Dans le monde de la restauration, la crise sanitaire a accéléré la figure de la Dark kitchen ou Ghost kitchen, soit des restaurants sans salle, réduits à des cuisines où ne seront préparés que des plats destinés à être livrés. Une forme de disparition. Pour les patrons de bars, la tendance ultime s’appelle rooftop, invisible depuis la rue, ou bar clandestin, dont l’accès n’est pas immédiatement visible et nécessite, parfois, un code. Encore de la disparition. Sur les linéaires, les saveurs en trompe-goût sont omniprésentes. Côté salé, les historiques Apéricube et leurs saveurs saumon à l’aneth, poêlée de St Jacques, et même, gambas grillées sont toujours là, rejoints par les chips Bret’s aux saveurs toutes aussi précises : poulet braisé, chèvre piment d’Espelette, côte de bœuf grillée, yakitori… Côté sucré, La Laitière n’est pas en reste, avec ses yaourts à la fraise façon fraisier, poire façon amandine, pomme façon tatin, framboise façon charlotte et abricot façon crumble… Sans parler des boissons sans alcool aux goûts Spritz ou Mojito. Une sorte de mise en abyme. Sur sa carte, un restaurant propose en dessert Fraises et basilic sur l’idée d’un vacherin. Poétique et bien en prise avec l’air du temps.

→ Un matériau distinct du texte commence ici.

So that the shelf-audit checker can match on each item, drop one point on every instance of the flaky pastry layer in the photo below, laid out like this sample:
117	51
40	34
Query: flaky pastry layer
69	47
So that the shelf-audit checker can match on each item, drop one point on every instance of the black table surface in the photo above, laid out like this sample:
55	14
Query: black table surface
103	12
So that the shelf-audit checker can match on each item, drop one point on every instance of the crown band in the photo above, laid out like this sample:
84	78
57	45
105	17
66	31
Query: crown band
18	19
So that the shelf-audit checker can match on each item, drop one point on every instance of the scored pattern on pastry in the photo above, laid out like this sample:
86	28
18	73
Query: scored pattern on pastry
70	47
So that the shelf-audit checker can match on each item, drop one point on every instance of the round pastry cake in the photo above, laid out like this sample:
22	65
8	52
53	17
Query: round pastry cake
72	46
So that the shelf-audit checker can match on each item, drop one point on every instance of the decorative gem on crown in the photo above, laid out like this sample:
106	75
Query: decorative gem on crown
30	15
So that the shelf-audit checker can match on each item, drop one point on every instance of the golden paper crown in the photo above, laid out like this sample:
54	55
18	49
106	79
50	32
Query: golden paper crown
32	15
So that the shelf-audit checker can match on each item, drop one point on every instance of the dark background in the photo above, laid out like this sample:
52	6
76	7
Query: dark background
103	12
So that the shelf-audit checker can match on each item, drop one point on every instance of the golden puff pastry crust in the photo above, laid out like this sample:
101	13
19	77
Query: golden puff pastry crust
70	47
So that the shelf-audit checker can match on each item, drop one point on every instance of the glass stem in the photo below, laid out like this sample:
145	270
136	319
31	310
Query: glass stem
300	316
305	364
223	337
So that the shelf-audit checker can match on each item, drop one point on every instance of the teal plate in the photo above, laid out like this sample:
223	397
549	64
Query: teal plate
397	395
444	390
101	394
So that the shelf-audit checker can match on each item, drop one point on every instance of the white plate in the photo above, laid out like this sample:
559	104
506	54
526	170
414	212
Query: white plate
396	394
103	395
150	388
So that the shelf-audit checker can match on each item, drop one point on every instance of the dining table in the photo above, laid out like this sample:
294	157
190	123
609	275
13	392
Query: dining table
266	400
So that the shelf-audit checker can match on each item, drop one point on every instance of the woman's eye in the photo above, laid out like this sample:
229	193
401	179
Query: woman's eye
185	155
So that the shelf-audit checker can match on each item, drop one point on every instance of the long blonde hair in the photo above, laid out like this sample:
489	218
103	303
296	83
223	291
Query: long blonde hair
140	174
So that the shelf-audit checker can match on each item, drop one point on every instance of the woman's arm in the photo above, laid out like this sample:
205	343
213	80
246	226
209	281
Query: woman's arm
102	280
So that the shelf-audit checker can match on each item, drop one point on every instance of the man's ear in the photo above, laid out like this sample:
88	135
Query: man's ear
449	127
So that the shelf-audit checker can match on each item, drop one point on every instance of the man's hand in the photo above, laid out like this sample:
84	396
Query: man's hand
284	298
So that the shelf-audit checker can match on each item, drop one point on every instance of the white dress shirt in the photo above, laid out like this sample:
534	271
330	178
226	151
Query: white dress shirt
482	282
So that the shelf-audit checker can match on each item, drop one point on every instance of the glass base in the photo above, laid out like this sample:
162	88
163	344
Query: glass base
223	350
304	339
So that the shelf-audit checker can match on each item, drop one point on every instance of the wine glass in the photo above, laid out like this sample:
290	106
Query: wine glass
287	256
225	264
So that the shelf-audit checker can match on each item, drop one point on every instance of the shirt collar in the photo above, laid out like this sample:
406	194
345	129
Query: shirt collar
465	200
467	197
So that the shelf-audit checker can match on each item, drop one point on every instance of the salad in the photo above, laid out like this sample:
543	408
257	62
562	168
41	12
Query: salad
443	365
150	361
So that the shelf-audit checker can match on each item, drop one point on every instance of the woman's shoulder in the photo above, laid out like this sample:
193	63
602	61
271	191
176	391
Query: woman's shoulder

A bien y regarder, une bonne partie de notre consommation est déjà installée dans une zone immatérielle faite de saveurs et d’idées qui tiennent toujours un peu plus la réalité à distance, pour la réduire à une évocation. Une esthétique de la disparition est bien à l’œuvre. Les masques et les mesures de restriction liées à la crise sanitaire n’en sont qu’une expression supplémentaire. Les corps deviennent des images, les contacts se raréfient, les sens se réduisent. Les mots, et les imaginaires qu’ils convoquent, n’ont jamais été aussi importants.